Polling data — survey responses that feed psychographic segmentation for the active campaign
Psychographic research — persona profiles with beliefs, language rules, messaging strategies, and targeting priorities derived from the polling
Issue research — campaign-specific knowledge documents (status reports, ecological data, policy analysis) that provide the factual substance for content

Upload your research data and personas, and the system handles the rest.

↺ The Self-Improving Feedback Loop

The system learns from three distinct feedback channels, each operating on a different timescale and requiring different thresholds.

1. Admin Feedback (Instant Rules)

When an admin identifies a problem in generated content, they can create a Universal Lesson that applies immediately to ALL future generation. No threshold required - one bad example = one rule.

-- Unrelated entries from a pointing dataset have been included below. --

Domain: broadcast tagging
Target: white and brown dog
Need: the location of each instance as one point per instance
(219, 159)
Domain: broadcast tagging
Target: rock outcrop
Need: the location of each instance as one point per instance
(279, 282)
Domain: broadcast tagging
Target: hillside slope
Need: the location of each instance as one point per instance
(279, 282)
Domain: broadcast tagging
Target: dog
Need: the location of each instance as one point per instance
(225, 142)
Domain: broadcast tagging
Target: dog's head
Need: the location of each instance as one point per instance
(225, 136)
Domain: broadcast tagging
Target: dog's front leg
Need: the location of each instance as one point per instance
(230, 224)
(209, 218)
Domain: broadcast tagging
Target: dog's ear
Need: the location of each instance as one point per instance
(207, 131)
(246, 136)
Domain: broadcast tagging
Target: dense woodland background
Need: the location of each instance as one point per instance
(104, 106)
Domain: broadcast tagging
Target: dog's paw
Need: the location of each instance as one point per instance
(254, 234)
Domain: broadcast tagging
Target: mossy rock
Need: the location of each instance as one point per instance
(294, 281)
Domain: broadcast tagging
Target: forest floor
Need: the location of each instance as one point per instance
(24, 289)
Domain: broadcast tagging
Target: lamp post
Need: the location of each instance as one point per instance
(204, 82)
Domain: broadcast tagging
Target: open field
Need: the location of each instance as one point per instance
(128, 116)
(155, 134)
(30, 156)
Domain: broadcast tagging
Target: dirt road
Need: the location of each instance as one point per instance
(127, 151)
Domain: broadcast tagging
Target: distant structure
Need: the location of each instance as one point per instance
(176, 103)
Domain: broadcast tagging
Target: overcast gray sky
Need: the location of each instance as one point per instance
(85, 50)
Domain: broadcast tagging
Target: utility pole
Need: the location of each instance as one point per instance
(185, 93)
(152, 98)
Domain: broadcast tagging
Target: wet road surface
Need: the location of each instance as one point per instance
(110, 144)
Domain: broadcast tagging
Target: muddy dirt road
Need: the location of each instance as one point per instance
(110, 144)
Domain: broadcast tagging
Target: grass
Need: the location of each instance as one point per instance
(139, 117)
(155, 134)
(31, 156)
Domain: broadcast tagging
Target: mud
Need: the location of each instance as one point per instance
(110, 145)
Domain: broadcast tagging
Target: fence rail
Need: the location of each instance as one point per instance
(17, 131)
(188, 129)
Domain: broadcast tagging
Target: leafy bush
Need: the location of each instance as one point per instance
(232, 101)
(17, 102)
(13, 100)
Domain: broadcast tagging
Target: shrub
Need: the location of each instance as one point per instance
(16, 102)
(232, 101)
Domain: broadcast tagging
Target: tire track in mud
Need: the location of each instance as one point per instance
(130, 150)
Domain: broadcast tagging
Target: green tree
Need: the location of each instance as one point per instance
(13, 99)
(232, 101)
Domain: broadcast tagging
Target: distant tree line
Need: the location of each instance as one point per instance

Avoid rules - "Never use em dashes", "Avoid 'it's not X, it's Y' patterns"
Require rules - "Always include humans in image directions"
Style rules - Tone and framing preferences

These rules are injected into the generation prompt as MANDATORY RULES before persona-specific guidance.

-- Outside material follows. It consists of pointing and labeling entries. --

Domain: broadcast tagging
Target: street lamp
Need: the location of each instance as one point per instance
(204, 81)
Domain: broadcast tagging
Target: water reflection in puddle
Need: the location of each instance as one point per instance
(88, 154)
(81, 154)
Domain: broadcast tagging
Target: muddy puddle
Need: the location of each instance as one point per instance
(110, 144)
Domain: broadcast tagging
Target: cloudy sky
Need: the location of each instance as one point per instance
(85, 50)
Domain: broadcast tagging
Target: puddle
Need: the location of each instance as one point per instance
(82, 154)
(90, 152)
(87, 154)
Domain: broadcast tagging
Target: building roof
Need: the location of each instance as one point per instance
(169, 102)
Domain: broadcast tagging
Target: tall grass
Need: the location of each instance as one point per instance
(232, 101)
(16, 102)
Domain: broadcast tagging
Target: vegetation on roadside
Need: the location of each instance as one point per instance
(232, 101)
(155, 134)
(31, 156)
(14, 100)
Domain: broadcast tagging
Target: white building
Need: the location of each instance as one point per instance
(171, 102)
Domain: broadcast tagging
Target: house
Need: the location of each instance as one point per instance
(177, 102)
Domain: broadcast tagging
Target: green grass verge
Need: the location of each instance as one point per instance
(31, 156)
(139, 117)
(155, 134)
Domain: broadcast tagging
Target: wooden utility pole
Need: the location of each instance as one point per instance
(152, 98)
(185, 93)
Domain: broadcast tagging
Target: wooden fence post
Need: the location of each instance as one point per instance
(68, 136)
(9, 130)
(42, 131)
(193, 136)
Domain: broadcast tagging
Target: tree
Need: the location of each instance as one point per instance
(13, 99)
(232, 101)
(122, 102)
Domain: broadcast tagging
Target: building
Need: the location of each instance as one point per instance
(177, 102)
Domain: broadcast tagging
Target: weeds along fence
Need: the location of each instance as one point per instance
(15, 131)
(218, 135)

2. Edit-Based Learning (Auto-Detected Patterns)

When an admin edits post copy, the system analyzes the diff to detect teachable patterns:

Em dash removal detected? Suggest "avoid em dashes" lesson
AI reframing pattern removed? Suggest corresponding rule
Smart quotes converted to straight quotes? Log the pattern

The API returns suggested lessons from detected edits. One click to make them universal rules.

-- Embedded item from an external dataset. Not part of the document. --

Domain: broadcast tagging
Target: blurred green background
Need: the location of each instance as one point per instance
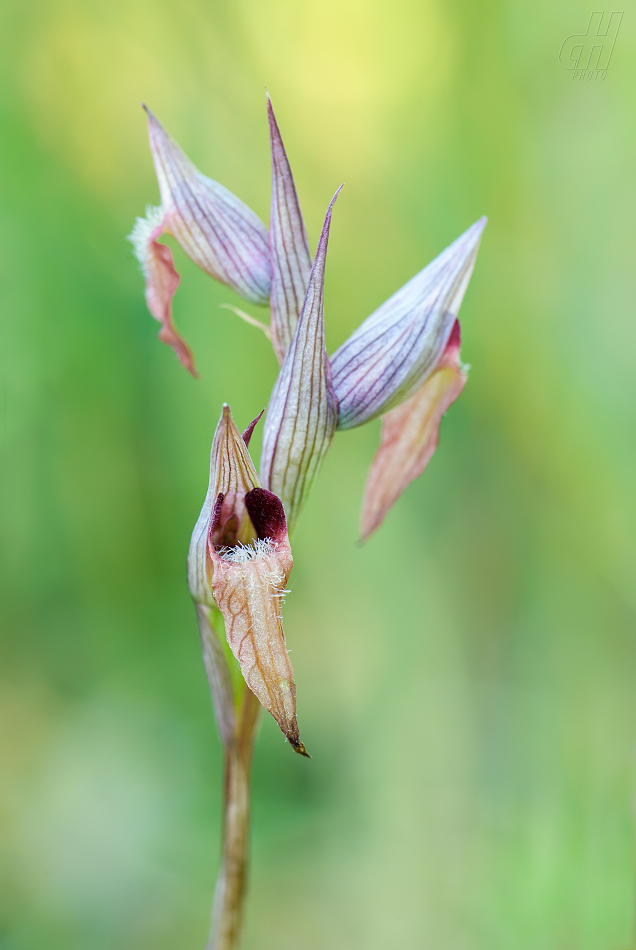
(466, 681)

3. Engagement Metrics (Statistical Learning)

When Meta API integration is active, the system pulls real engagement data:

Reach, impressions, clicks, shares, comments
Posts scored based on engagement vs. baseline for that persona
Statistical analysis after 3+ high-performing and 3+ low-performing posts

This is the only feedback loop with a threshold - you need enough data to detect real patterns, not noise.

Where Lessons Live

All lessons are visible on the Analysis page in the "Lessons Learned" panel. Each lesson shows its source (admin rule, edit detection, or engagement analysis) and can be edited or deleted.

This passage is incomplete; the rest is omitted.